Laat mij beginnen met een aspect uit Taghizadegans relaas te lichten waar er zeer brede consensus over valt te vinden binnen de moderne Oostenrijkse stroming:

Het enorme probleem van de Oostenrijkse School is dat ze geen praktische handleiding biedt aan beleidsmakers. Joseph Schumpeter was een van de eerste Oostenrijkse economen die beseften dat beleidsmakers gewoon cijfers willen hebben die hen zeggen wat ze moeten doen. … [D]e essentie van het Oostenrijkse idee [is] dat het gewoon niet mogelijk is zo’n model te construeren [dat de economie goed nabootst]. De fysica slaagt er niet in om heel complexe processen te modelleren zonder in chaos te belanden, hoe zouden economen dat dan kunnen? …

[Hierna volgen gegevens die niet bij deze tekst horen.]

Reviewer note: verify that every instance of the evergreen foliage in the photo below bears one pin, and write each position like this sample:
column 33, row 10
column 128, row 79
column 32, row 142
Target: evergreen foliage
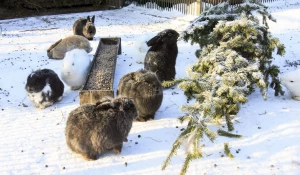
column 235, row 56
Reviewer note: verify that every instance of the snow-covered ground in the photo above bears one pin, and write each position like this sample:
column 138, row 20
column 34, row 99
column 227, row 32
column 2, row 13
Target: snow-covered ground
column 32, row 140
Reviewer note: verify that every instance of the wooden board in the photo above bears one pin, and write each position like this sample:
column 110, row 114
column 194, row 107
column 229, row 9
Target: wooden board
column 100, row 79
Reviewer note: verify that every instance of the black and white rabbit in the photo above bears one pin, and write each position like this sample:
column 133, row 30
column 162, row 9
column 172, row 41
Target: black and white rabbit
column 59, row 48
column 44, row 88
column 144, row 88
column 291, row 80
column 93, row 129
column 85, row 27
column 161, row 57
column 75, row 68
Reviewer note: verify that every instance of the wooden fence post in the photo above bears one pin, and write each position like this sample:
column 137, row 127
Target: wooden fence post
column 198, row 7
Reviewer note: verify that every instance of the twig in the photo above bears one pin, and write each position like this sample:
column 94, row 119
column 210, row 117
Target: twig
column 153, row 139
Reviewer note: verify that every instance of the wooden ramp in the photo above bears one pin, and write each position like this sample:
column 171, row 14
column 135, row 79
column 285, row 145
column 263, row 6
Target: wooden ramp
column 100, row 79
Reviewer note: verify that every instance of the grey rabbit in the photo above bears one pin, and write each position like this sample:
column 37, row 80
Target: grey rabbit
column 44, row 88
column 144, row 88
column 92, row 129
column 161, row 57
column 85, row 27
column 58, row 49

Of je neemt één fictioneel persoon, je zegt dat iedereen zo is en je bouwt je model; of je zegt dat er een paar basisprincipes van menselijk gedrag zijn en je gaat daarmee verder zonder model. Dat laatste is waar wij in geloven. De echte wereld is interessant genoeg om er geen fictieve bevolking op na te houden.
So far so good. Maar dan maakt Taghizadegan (of zijn interviewer) de vreemde keuze om, in plaats van de de gedeelde ideeën van de Oostenrijkse School te belichten, zijn pijlen te richten op Friedrich von Hayek.
Von Hayek kreeg de Nobelprijs in 1974 volgens mij voor het werk van von Mises. Maar aangezien die laatste buiten het universiteitssysteem stond, maakte hij zelf geen echte kans. Von Hayek was ook een stuk jonger, in meerdere opzichten. Von Mises was ‘old school’, iemand uit een totaal andere cultuur. Hij was een aristocratische academicus die altijd aan zijn principes bleef vasthouden. Von Hayek was gevoeliger voor de stromingen van zijn tijd. Hij probeerde bijvoorbeeld de ideeën van de Oostenrijkse School in complexe wiskundige modellen te vatten omdat dat op een bepaald moment in de mode was.
Interviewer: De Oostenrijkse leer en complexe wiskundige modellen vloeken toch met elkaar?

‘Daarom faalde hij ook. Hij maakte er zich belachelijk mee. Maar je moet ook dat in zijn tijd plaatsen. Van de ene dag op de andere werd iedereen keynesiaan. Von Hayek wist niet goed hoe hij daarmee moest omgaan.

Met deze passage doet Taghizadegan de werkelijkheid onrecht aan. Mises stond niet buiten het universiteitssysteem: in Wenen was hij een gevierde persoonlijkheid en later zou hij les geven aan de universiteit van New York. Ook werd hij gepubliceerd in Angelsaksische journals. Wat wel klopt is dat Hayek inderdaad vroeger dan Mises toenadering zocht tot de Britse academia. Maar maakt een kleine voorsprong in de jaren ’30 zo veel verschil, als het om een Nobelprijs in 1974 gaat?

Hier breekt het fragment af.